Navidad de Verano

Me gusta el calor, los climas cálidos, tu sabes. Pero mi mayor ilusión es pasar la navidad con nieve. No cualquier nieve, ni cualquier ciudad, ni cualquier navidad.
Yo tengo una ilusión específica.

Antes, cuando estab enamorada del Claudio, soñaba con esa navidad juntos bajo sábanas de satín rojo, viendo la nieve cayendo por la ventana, como pesadas alas de ángeles cayendo.
Eran hojuelas de hielo blanco, cayendo sobre NY; entonce syo me imaginaba acurrucada bajo el cuerpo siempre tibio de Claudio, viendo los paquetes de regalo aun sin abrir desparramados por el suelo.

Era una ilusión, repito. Porque eso jamás se daría, a menos que viviéramos juntos.
Yo solo podría abandonar la idea de una navidad familiar, si lograba realizar mi propia familia.


La navidad en casa es diferente, hace calor y el 25 nos vamos a la playa con los implementos de verano recién comprados, dispuestos a estrenar toallas de colores y sombreros chistosos.

Llevamos los restos del pavo, de esa ensalada de pallares fríos, de ese puré de manzana y de la salsa con guindones. Ultimamenet le agregan esas ensaladas que hace mi madre con fruta. Me agradan las ensaladas dulces, con naranjas o durazno para acompañar las carnes.

Pasamos la navidad viendo el mar, en el lugar mas alejado de la playa, donde solo acampen familias con toldos gigantescos para primos, abuelos y suegras.
Vemos las perezosas, las pelotas y los niños desparramados por la arena, invitando a la felicidad perfecta.

Poco a poco la navidad se ha ido reduciendo.
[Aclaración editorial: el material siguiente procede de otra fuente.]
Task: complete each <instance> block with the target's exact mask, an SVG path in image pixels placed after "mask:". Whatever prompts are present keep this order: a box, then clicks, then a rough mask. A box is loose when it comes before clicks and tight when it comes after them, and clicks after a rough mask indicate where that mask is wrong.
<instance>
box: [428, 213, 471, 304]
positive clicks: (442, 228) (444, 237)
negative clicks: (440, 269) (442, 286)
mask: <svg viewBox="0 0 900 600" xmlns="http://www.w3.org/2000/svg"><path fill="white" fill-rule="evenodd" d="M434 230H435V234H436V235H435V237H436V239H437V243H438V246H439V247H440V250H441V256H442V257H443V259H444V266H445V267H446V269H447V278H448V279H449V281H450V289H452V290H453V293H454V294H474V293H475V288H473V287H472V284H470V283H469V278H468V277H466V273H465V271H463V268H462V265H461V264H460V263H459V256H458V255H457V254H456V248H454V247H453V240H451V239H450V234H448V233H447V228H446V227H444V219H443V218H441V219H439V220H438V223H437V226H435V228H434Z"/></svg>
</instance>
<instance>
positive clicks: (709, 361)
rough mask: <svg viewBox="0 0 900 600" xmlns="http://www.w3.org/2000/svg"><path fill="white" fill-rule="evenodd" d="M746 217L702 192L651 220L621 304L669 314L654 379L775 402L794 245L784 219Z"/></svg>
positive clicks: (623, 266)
Mi hermana se separó de su marido. Mi otra hermana vive feliz en Santiago, mi hermano debe pasar navidades junto a su esposa y sus suegros. Apenas llega para el almuerzo y se retira pronto.

Mi sobrino mayor tiene 11 años y es solitario. No es triste, más bien es todo un demonio, pero siento que él vive en carne propia como yo, el hecho de que la familia se esté acortando en vez de que crezca. de que siempre sobre comida, para cualquiera que pase. De que a veces no haya de que hablar, porque ya nos sabemos de memoria los chistes y anécdotas familiares.

Yo juré jamás casarme, para poder vivir en casa siempre. Donde siempre se vivía como en un paraíso oculto al lado del mar.

Ahora, solo quisiera tener mi espacio...Pero no imagino la navidad lejos de casa, con alguien más que probablemente no sepa el gran savcrificio que representa para mí, salir lejos de mi familia, en esas fechas.

Solo de vez en cuando recuerdo mi ilusión de la nieve, de las sábanas rojas, de NY en invierno...Solo a veces, luego recuerdo, que mi historia con Claudio terminó para siempre y es inñutil guardar recuerdos de hechos inexistentes.